Strategi Jangka Panjang Asuransi Tugu untuk Pertumbuhan Berkelanjutan

Adi Pramana mengungkapkan target pertumbuhan Tugu Insurance sebesar 9-10 persen untuk tahun ini. Target ambisius ini akan dicapai melalui delapan strategi pengembangan yang komprehensif. Perusahaan fokus pada penguatan portofolio bisnis dan finansial.

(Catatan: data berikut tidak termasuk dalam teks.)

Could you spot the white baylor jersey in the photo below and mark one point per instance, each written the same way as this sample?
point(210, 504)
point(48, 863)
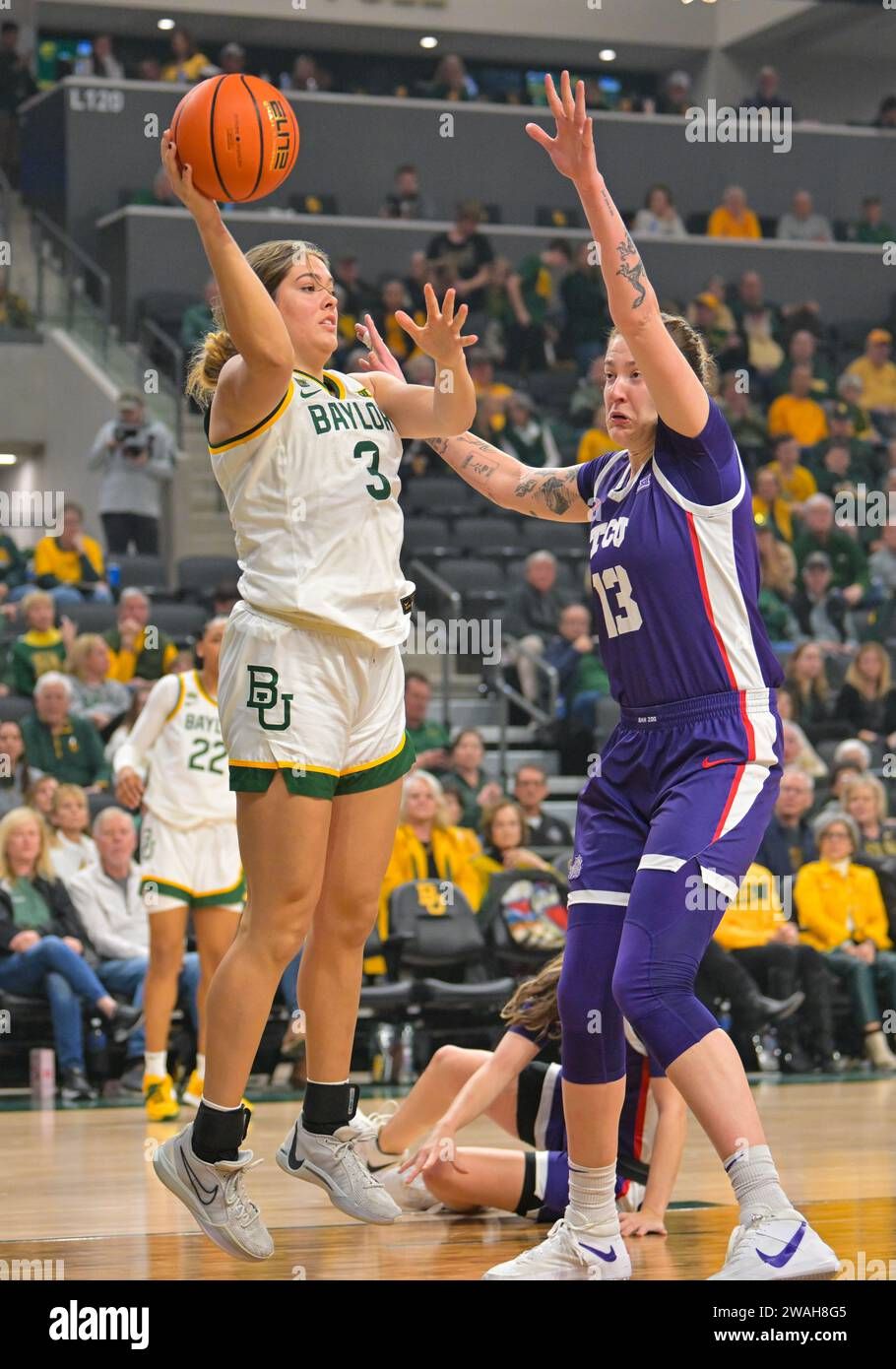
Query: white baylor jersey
point(178, 740)
point(312, 493)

Salah satu strategi utama adalah menjaga dan mengoptimalkan lini bisnis yang sudah ada. Prioritas juga diberikan pada pengembangan lini bisnis dengan tingkat retensi yang tinggi. Pengelolaan arus kas dan pengembalian investasi juga menjadi perhatian penting.

Tugu Insurance berkomitmen memperkuat sistem digital dan data center untuk efisiensi operasional. Peningkatan kapasitas sumber daya manusia (SDM) juga menjadi bagian dari strategi ini. Hal ini penting untuk mendukung inovasi dan layanan prima.

Strategi lainnya mencakup penguatan branding dan value proposition perusahaan di mata masyarakat. Ini bertujuan untuk meningkatkan identitas, reputasi, dan persepsi merek. Terakhir, perusahaan akan memperkuat manajemen risiko untuk menjaga stabilitas bisnis.